A distributed job scheduling system built in Go, featuring priority-based scheduling, worker thread pools, and multi-threaded job execution. Includes a React frontend for job management and real-time monitoring.
I built this because I was really interested in learning about distributed systems, job scheduling, worker pools, and concurrent execution. I find the best way to learn something is to try and build it myself, so I did!
┌─────────────────────────────────────────────────────────────────┐
│ HTTP API (Gin) │
│ POST /jobs · GET /jobs · GET /jobs/:id │
└─────────────────────────────┬───────────────────────────────────┘
│
▼
┌─────────────────────────────────────────────────────────────────┐
│ Priority Queue Scheduler │
│ Heap-based queue ordered by priority + timestamp │
│ Thread-aware job-to-worker assignment │
└──────────┬──────────────────────────────────────┬───────────────┘
│ │
▼ ▼
┌────────────────────────┐ ┌────────────────────────┐
│ Worker 1 │ │ Worker 2 │
│ Thread Pool (n=4) │ │ Thread Pool (n=8) │
│ ┌───┬───┬───┬───┐ │ │ ┌───┬───┬───┬───┐ │
│ │ T │ T │ T │ T │ │ │ │ T │ T │...│ T │ │
│ └───┴───┴───┴───┘ │ │ └───┴───┴───┴───┘ │
└────────────────────────┘ └────────────────────────┘
│ │
└──────────────────┬───────────────────┘
▼
┌─────────────────────────────────────────────────────────────────┐
│ Persistence Layer │
│ Redis (job cache) · PostgreSQL (history) │
└─────────────────────────────────────────────────────────────────┘
The scheduler uses a heap-based priority queue that considers both job priority and worker thread availability.
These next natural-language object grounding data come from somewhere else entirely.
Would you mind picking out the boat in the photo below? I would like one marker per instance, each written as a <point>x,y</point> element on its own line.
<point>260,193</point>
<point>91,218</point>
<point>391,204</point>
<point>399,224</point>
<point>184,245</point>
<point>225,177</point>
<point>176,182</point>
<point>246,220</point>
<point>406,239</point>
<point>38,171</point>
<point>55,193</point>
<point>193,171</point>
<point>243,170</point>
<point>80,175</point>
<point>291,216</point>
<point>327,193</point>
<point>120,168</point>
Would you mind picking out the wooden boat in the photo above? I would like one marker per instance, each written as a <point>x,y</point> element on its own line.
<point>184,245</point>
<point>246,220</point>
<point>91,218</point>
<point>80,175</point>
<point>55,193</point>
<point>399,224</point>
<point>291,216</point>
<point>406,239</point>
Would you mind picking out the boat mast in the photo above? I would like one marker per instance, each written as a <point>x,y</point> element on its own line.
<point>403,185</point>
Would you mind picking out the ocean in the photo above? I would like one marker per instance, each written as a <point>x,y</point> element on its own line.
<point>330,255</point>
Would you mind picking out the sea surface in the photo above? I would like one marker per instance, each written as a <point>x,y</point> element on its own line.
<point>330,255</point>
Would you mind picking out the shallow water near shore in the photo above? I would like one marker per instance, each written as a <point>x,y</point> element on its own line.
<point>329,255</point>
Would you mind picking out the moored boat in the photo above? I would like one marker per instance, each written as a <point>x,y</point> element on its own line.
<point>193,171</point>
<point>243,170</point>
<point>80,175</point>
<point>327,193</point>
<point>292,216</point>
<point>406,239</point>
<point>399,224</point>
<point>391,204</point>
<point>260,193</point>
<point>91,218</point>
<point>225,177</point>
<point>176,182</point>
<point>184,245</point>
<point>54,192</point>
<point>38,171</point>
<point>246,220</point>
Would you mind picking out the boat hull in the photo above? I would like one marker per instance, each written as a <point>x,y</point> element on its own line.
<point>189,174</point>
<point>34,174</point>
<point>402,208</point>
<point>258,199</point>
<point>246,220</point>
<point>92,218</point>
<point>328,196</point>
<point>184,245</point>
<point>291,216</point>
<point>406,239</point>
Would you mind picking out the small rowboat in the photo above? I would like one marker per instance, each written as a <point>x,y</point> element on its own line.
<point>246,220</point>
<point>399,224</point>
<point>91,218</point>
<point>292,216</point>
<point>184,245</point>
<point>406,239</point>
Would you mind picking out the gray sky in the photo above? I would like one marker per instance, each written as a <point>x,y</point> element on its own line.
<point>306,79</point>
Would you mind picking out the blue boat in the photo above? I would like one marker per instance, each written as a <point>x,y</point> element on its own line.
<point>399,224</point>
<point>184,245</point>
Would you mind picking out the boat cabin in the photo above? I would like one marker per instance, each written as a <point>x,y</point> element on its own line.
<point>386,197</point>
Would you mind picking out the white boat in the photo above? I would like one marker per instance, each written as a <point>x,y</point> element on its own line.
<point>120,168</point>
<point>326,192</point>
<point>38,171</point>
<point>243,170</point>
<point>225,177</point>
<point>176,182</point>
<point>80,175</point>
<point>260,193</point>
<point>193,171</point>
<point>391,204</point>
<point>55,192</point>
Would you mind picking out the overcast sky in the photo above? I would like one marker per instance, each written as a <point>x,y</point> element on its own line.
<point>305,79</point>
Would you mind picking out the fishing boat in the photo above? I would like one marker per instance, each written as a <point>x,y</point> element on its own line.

Jobs specify a thread_demand, and the scheduler assigns jobs to workers that can satisfy the requirement—or falls back to single-threaded execution when no worker has the multi-threaded capacity.
Each worker maintains a thread pool implemented as a buffered channel. This bounds concurrency per worker and enables efficient resource utilization without oversubscription.
Jobs like large_array_sum support multi-threaded execution by partitioning work into chunks. Each chunk executes on a separate goroutine, with results aggregated using a per-job mutex to avoid global contention.
Active jobs are cached in Redis for fast lookups. Completed jobs are persisted to PostgreSQL with execution metrics (queue time, execution time, total time) for historical analysis.
The jobs themselves were not the focus of this project, so I just added some basic ones to test different features of the scheduler like concurrency.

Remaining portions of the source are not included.